Trans­form­ing Food Waste Into Fuel

Insight
Trans­form­ing Food Waste Into Fuel
Recognized as large energy consumers, wastewater treatment plants (WWTPs) also have the potential to be efficient, energy-producing facilities. 

Anaerobic digestion, which is commonly used to treat wastewater solids, naturally produces methane as it breaks down organic matter. Harnessing methane to produce heat, electric power or biofuel (also known as biomethane)—and offset facility power needs— is becoming an important energy management option.
 
Through a process called co-digestion, many treatment plants are enhancing anaerobic digestion with organic waste. Adding fat, oil and grease (FOG), as well as food waste, to anaerobic digestion accelerates this process, producing more methane gas for beneficial use and reducing the amount of solid waste conveyed to landfills.

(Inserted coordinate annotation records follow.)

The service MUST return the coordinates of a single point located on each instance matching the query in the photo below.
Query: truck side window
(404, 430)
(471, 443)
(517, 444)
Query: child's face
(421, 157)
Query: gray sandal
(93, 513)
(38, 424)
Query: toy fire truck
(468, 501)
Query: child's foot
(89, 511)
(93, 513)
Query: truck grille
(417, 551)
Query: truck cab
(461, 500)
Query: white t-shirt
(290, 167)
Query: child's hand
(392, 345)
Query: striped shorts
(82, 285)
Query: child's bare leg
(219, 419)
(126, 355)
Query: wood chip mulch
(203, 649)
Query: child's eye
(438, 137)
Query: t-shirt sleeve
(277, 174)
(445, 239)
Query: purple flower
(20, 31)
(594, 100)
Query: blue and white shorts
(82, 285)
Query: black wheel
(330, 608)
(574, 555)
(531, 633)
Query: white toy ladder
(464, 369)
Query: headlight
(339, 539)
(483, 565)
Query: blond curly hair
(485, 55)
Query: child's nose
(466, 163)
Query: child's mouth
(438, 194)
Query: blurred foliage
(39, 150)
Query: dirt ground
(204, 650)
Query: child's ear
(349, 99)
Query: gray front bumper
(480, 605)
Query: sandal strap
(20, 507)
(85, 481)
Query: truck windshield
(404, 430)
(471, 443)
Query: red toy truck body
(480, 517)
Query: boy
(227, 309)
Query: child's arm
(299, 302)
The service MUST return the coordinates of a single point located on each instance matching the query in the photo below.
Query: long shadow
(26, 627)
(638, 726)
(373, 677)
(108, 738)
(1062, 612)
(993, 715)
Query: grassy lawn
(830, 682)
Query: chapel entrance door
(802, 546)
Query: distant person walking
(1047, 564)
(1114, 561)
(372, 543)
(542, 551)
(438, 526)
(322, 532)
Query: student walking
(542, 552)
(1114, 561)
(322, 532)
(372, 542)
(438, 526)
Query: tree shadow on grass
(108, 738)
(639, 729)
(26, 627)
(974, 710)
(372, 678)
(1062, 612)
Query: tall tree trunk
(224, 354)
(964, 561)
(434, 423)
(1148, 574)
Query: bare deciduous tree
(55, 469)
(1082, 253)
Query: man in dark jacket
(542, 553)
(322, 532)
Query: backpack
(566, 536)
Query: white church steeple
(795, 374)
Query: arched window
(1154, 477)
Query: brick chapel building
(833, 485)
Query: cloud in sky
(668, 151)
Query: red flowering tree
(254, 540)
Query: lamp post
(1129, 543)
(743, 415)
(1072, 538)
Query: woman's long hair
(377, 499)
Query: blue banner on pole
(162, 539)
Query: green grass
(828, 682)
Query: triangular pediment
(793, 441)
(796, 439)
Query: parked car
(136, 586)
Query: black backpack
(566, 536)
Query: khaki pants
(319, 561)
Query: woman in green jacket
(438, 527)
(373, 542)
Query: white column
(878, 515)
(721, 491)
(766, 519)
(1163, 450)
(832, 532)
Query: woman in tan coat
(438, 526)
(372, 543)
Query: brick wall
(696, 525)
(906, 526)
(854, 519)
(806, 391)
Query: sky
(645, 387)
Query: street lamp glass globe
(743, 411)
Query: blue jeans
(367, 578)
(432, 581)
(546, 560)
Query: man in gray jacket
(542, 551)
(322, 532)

The benefits of FOG are driving industry competition, according to CDM Smith's experts. Because the addition of food waste is so beneficial to digestion, demand for FOG is creating competition among WWTPs. Treatment plant owners receive fees from the waste haulers collecting FOG from restaurants and also benefit from increased energy production, which could have far-reaching effects in the industry.

Strategic Upgrades, Superior Results
The addition of FOG has been successful at the city of Riverside’s regional water quality control plant in Southern California. CDM Smith is helping with innovative plant upgrades, including a new 26-million-gallon-per-day (mgd) membrane bio- reactor, new primary clarifiers, a solids handling facility, two new digesters and a permanent FOG unloading station. The plant’s capacity will be initially expanded from 40 to 46 mgd and ultimately to 52 mgd during the project’s second phase.

Although the original digesters were performing well and producing energy to help run the facility, Riverside Public Works Department wanted a more effective system. Pilot testing proved that increasing the amount of FOG to 20 to 30 percent of overall volatile solids loading would improve volatile solids destruction by 5 to 10 percent while increasing gas production. As a result, FOG will be added to the new and upgraded digesters.

In addition, CDM Smith collaborated with Arizona State University to test a sludge disintegration technology that breaks down cell membranes in waste activated sludge (WAS) prior to anaerobic digestion to increase gas production. Studies at Riverside indicated a 30-percent increase in gas produced from WAS.

A Hidden Source of Resources
Although anaerobic digestion is well established in wastewater treatment, the premise of food waste as fuel is being further examined as part of a demon­stra­tion project at the U.S. Air Force Academy—funded and managed by the U.S. Department of Defense (DoD) Envi­ron­men­tal Security Technology Certi­fi­ca­tion Program (ESTCP).

Military instal­la­tions produce a significant amount of pre- and post-consumer food waste, as well as cooking oil and grease trap waste. This waste and the power of anaerobic bacteria will be used to produce energy-rich, renewable biomethane in an organic waste anaerobic digestion system.

“Digesting organic waste has enormous potential. Not only will it reduce the amount of waste going to landfills, but it produces a high-end energy product that will offset energy use, reduce greenhouse gas emissions, and help us reach our renewable energy goals,” says Dr. Andrea Leeson, ESTCP program manager for envi­ron­men­tal restoration.

CDM Smith is designing and building the Air Force Academy’s demon­stra­tion plant in Colorado Springs, Colorado—the first to exclusively use food waste—to determine the effec­tive­ness of converting high-energy wastes into biomethane. The demon­stra­tion will determine the types and compo­si­tions of waste that can be digested, as well as optimal conditions for operation and production.

Refining Technology to Meet Regulations
There has been a great degree of under­stand­ing about the benefits of anaerobic digestion for a while, but now the technology has been refined and the use of FOG and food waste is garnering attention and becoming increas­ingly popular. Success­fully harnessing energy from organic waste will help the DoD and other agencies meet U.S. federal regulations that require renewable energy sources—7 percent by 2013, as mandated by the 2005 Energy Policy Act, and 25 percent by 2025, as mandated by the 2007 National Defense Autho­riza­tion Act.

As beneficial reuse continues to take center stage and FOG and food waste systems have ongoing success, oppor­tu­ni­ties will increase for creating energy from waste and offsetting energy needs econom­i­cally.